Se, em 2005, esses trabalhadores, estudantes e moradores levavam 30 minutos para chegar ao centro dessa cidade de médio porte, hoje levam em torno de uma hora. Se moram nos distritos, muitos chegam a gastar uma hora e meia ou mais para vir e outra tanta para voltar. Sofrem também os moradores dos bairros mais próximos a essa região central caótica que deixam no trânsito o tempo que seria dedicado ao convívio da família, ao estudo, ao lazer, etc.

A melhoria do recapeamento nessas vias centrais e estratégicas, pode ser necessária, mas não enfrenta o problema crucial que depende de várias ações que ao longo do tempo - e ainda hoje -, vai sendo empurrada, a despeito do novo crescimento das receitas dos royalties do petróleo nesse município petrorrentista.

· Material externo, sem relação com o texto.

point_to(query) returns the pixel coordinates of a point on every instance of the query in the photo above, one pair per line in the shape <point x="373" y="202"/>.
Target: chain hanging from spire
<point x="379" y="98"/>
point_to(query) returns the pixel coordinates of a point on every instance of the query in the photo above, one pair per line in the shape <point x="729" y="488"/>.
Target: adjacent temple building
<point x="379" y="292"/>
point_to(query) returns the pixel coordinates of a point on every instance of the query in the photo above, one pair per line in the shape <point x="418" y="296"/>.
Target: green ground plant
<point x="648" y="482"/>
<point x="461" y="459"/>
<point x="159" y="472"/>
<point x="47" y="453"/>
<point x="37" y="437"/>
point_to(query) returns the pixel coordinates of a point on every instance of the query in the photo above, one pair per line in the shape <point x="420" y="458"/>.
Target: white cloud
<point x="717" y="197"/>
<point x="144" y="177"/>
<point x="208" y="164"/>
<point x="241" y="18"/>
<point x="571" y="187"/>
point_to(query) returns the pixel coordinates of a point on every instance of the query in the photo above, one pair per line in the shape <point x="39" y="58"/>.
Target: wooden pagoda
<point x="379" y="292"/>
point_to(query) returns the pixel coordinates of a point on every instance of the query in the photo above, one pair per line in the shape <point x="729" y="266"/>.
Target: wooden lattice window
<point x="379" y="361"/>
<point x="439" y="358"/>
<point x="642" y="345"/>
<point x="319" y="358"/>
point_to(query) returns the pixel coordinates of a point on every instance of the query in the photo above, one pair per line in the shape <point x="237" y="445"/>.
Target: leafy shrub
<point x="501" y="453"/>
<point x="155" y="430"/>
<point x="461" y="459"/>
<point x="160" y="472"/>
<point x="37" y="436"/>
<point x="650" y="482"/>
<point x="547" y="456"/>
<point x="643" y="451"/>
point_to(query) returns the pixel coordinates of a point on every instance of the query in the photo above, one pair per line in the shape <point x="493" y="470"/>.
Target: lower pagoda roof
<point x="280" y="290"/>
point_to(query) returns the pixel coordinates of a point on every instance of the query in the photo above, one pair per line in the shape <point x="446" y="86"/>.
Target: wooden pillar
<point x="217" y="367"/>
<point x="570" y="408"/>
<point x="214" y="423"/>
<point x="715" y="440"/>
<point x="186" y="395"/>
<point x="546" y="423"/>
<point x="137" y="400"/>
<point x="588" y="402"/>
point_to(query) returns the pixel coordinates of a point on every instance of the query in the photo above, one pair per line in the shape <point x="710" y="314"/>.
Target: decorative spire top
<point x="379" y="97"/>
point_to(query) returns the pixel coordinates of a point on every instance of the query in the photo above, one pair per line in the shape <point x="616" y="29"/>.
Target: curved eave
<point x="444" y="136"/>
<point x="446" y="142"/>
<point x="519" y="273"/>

A Pandemia, escondeu durante dois ou três anos esses problemas. Porém, o desejado fim da Pandemia trouxe à tona - de forma ampliada e com mais vigor - o nosso grave problema da acessibilidade, do transporte público e do quase insuficiente planejamento urbano num município situado em região de planície e com uma longa história de vida na urbe.

Não sou e nem nunca fui técnico e especialista na área, mas ouvia sugestões de quem estudava o assunto e gostava de acompanhar soluções de políticas e planejamento urbano em outros municípios. Com o tempo, passei a me dedicar a estudos sobre outros temas, menos locais e/ou regionais, mas mesmo em que apenas nesse texto e no contexto de uma sociedade muito fragmentada (mais que polarizada), como cidadão resolvi provocar o assunto.  

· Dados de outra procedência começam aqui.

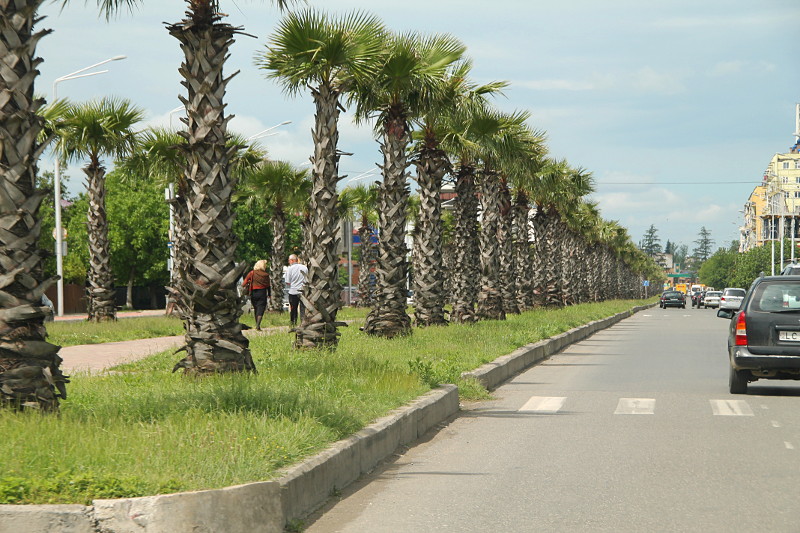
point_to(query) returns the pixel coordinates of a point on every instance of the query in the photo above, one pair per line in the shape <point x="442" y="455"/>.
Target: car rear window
<point x="735" y="292"/>
<point x="776" y="296"/>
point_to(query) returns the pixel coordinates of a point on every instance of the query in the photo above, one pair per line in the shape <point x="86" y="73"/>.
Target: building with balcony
<point x="773" y="209"/>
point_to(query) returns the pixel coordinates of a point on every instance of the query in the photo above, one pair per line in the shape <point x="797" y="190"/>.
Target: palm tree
<point x="91" y="131"/>
<point x="208" y="286"/>
<point x="501" y="137"/>
<point x="413" y="69"/>
<point x="432" y="164"/>
<point x="159" y="157"/>
<point x="465" y="268"/>
<point x="278" y="188"/>
<point x="328" y="56"/>
<point x="30" y="374"/>
<point x="365" y="201"/>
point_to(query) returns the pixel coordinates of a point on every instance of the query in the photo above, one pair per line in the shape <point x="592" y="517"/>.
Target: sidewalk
<point x="97" y="357"/>
<point x="120" y="314"/>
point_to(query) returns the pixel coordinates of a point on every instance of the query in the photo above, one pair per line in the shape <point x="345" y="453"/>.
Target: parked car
<point x="673" y="299"/>
<point x="696" y="297"/>
<point x="764" y="335"/>
<point x="731" y="298"/>
<point x="712" y="299"/>
<point x="792" y="269"/>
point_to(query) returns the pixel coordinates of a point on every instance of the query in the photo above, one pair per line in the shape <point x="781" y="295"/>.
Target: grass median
<point x="140" y="430"/>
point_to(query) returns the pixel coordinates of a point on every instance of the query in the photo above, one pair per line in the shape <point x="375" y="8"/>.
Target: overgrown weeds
<point x="140" y="430"/>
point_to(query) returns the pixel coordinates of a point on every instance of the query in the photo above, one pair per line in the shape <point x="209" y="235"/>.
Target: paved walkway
<point x="98" y="357"/>
<point x="120" y="314"/>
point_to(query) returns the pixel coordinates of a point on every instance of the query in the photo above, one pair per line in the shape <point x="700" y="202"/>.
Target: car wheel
<point x="737" y="382"/>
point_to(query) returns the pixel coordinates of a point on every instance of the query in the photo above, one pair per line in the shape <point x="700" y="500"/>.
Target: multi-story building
<point x="773" y="209"/>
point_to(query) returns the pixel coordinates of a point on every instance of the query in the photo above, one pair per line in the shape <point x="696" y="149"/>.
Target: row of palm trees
<point x="426" y="112"/>
<point x="415" y="90"/>
<point x="29" y="365"/>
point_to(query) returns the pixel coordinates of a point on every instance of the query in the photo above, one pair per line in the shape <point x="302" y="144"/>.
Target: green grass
<point x="73" y="333"/>
<point x="141" y="430"/>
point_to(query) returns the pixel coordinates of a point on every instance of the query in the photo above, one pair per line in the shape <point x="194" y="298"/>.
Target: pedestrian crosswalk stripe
<point x="543" y="404"/>
<point x="635" y="406"/>
<point x="730" y="408"/>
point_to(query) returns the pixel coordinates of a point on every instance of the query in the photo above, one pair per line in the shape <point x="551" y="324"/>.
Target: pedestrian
<point x="295" y="279"/>
<point x="256" y="282"/>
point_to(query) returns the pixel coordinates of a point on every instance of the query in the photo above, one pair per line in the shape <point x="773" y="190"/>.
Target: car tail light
<point x="741" y="330"/>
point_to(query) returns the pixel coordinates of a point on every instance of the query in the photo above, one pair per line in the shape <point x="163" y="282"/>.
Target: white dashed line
<point x="543" y="404"/>
<point x="635" y="406"/>
<point x="730" y="408"/>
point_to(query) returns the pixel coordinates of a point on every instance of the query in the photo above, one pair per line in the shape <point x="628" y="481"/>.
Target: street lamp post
<point x="179" y="108"/>
<point x="57" y="179"/>
<point x="261" y="133"/>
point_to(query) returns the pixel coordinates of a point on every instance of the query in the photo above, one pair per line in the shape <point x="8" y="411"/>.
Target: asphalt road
<point x="631" y="430"/>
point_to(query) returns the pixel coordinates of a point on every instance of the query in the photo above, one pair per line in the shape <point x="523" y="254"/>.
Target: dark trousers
<point x="258" y="297"/>
<point x="294" y="305"/>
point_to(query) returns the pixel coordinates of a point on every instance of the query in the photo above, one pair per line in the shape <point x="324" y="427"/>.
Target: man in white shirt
<point x="295" y="278"/>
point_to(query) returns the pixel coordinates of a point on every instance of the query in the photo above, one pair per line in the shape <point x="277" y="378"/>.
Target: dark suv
<point x="764" y="338"/>
<point x="673" y="299"/>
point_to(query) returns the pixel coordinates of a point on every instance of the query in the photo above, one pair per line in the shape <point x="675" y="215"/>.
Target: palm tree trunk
<point x="180" y="251"/>
<point x="508" y="259"/>
<point x="552" y="259"/>
<point x="539" y="254"/>
<point x="522" y="253"/>
<point x="466" y="272"/>
<point x="322" y="291"/>
<point x="389" y="318"/>
<point x="366" y="262"/>
<point x="100" y="290"/>
<point x="129" y="289"/>
<point x="429" y="296"/>
<point x="208" y="284"/>
<point x="490" y="299"/>
<point x="276" y="265"/>
<point x="30" y="374"/>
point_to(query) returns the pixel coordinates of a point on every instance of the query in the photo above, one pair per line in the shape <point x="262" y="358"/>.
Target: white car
<point x="731" y="298"/>
<point x="711" y="299"/>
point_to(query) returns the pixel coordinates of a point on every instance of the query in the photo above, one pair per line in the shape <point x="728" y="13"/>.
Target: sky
<point x="675" y="107"/>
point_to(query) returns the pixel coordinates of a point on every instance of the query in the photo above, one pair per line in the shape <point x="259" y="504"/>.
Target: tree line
<point x="524" y="233"/>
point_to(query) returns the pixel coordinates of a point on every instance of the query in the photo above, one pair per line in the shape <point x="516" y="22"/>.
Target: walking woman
<point x="257" y="284"/>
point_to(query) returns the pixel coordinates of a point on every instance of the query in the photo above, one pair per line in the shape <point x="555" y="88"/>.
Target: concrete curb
<point x="501" y="369"/>
<point x="307" y="486"/>
<point x="268" y="506"/>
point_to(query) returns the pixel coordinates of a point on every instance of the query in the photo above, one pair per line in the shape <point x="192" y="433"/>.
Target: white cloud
<point x="649" y="80"/>
<point x="730" y="68"/>
<point x="646" y="79"/>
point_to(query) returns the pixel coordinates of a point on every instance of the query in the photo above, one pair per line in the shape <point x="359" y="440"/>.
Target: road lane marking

Penso que a sociedade em sua totalidade precisa pressionar com maior veemência o poder público, para produzir ações estruturais e também aquelas mais urgentes. Essas devem atender prioritariamente à população que mais precisa dos governos, ou seja, às populações de baixa renda.

Não sei se o Conselho Municipal de Meio Ambiente e Urbanismo ainda funciona. Há outras institucionalidades, organizações e movimentos sociais que poderiam atuar e se aprofundar nesse tema, saindo apenas da atuação em suas áreas de interesse, na medida que esse é um tema que, mesmo que de forma assimétrica, atinge a todos os setores e moradores do município.

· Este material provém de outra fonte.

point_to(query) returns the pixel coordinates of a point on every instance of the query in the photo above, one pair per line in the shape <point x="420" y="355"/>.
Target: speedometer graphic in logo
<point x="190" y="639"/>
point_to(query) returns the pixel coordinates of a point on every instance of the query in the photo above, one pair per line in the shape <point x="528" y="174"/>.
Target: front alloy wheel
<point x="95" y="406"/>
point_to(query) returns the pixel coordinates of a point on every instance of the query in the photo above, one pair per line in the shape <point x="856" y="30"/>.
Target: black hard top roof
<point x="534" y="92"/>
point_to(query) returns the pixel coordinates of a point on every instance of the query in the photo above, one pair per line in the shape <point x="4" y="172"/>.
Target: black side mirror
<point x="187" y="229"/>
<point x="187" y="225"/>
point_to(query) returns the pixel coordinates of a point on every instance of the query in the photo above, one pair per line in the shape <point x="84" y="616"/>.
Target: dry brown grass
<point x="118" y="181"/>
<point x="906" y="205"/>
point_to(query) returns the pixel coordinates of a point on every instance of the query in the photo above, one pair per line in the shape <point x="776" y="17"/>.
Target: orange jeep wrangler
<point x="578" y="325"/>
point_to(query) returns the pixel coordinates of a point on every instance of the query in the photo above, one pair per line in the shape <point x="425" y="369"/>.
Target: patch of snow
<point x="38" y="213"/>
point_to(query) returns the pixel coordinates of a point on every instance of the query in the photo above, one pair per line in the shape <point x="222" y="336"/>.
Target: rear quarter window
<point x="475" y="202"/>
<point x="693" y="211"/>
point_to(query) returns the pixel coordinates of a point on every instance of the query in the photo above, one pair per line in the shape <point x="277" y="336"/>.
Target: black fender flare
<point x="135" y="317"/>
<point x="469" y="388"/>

Trata-se de um problema que afeta a economia, o ambiente e a sempre falada e relegada “qualidade de vida”, sendo, portanto, um problema de todos. O que faz também me recordar das duas conferências da cidade, realizadas com grande energia, debates e ainda um quê de utopia, no município de Campos dos Goytacazes em 2003 e 2005, sob o slogan “Uma cidade para todos” estipulado pelo Ministério das Cidades que tinha à frente Olívio Dutra e a professora Ermínia Maricato. Há que se enfrentar esse o desafio. Com a bola, os movimentos da sociedade, as universidades e as autoridades do município.

Um comentário:

Manoel Ribeiro disse...

Como sempre uma excelente e bem fundamentada reflexão.

Não poderia deixar de comentar sobre o que vemos no dia-a-dia:
- Pedestres caminhando ou correndo na coclovia (tenho um irmão que inclusive se acidentou e ficou encostado pelo INSS por esse motivo);
- Ciclistas no meio das carros mesmo onde há ciclivia/ciclofaixa;
- Motociclistas trafegando pela calçada;
- Motoristas que avançan sinal ou param o carro em qualquer lugar (vide em frente ao colégio ao lado do Sesc na Gil de Goes).

Pra piorar, ainda temos um prefeito covarde, que não teve coragem fazer a ciclofaixa na Ten Cel Cardoso, pra não desagradar os que deixam seus carros estacionados o dia inteiro naquela rua, expondo os ciclistas ao risco perto do mercado.